Die ungeschminkte Wahrheit wollte VW-Chef Bernd
Pischetsrieder seinen Beschäftigten noch nicht zumuten: „Einige
tausend“ Mitarbeiter habe man zu viel an Bord. Bei einer Auslastung
des größten Werkes Wolfsburg von unter 70% lassen sich aber
überschlägig bereits 15000 Beschäftigte abgreifen. Würden zudem statt
der den Arbeitsmangel verwaltenden 28,8 Stunden 40 Stunden pro Woche
gearbeitet, landet man schnell bei 30000.
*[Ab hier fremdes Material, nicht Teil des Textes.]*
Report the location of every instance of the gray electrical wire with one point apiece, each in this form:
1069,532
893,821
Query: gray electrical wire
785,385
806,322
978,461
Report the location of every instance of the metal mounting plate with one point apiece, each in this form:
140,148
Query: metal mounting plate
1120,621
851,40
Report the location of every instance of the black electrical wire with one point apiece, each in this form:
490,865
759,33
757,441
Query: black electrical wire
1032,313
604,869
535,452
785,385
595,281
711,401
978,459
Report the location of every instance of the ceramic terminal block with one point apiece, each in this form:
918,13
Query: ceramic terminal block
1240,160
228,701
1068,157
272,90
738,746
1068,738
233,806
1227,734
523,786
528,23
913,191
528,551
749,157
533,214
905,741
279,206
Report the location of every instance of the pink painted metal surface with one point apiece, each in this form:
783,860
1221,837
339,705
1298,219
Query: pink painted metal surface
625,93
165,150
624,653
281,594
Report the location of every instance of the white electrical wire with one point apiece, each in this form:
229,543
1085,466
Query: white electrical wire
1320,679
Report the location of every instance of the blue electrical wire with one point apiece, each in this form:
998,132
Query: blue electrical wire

Richtig, diese Zahl wurde offiziell schon 1993 festgestellt. Das
riecht nach gewaltigem Stillstand. Und dieses Volumen wurde bis vor
kurzem vom früheren Arbeitsdirektor Peter Hartz mit seiner Vorliebe
für „intelligente“ Lösungen verbrämt. In dieser großen Zahl liegt
zudem begründet, warum VW die Diskussion nicht mehr los wird, gleich
ein komplettes Werk dicht zu machen. Die Überkapazitäten belasten die
Rentabilität – ein chronischer Missstand. Auch Altmeister Ferdinand
Piëch, der für VW lange eine „Sonderkonjunktur“ behauptet hatte,
konnte nie sein Umsatzrenditeziel von 6,5% verwirklichen. Später kam
dann mit der Ära Pischetsrieder der Switch zum neuen Renditeziel
einer Kapitalrendite nach Steuern von 9%. Erreicht wurden zuletzt
mickrige 1,2%.
Es fällt schon auf, dass nach dem Hartz-Abgang lieb gewonnene
Strukturen in Wolfsburg zügig aufbrechen. Aber Hartz ist beileibe
nicht für den gesamten Schlamassel verantwortlich. Dieser Konzern
wälzte unangenehme Entscheidungen schon immer gerne ab. Stichwort ist
die „55er Regel“, nach der früher, wenn die Not besonders groß war,
bereits 55-Jährige zulasten der Solidarsysteme in den Vorruhestand
geschickt wurden. Jetzt soll der Altersvorruhestand auf den Jahrgang
1951 und bei Bedarf auf 1952 ausgedehnt werden. Auch auf der
Klaviatur von Aufhebungsverträgen wird operiert werden. Mangels
finanzieller Masse wird das sehr überschaubar ausfallen.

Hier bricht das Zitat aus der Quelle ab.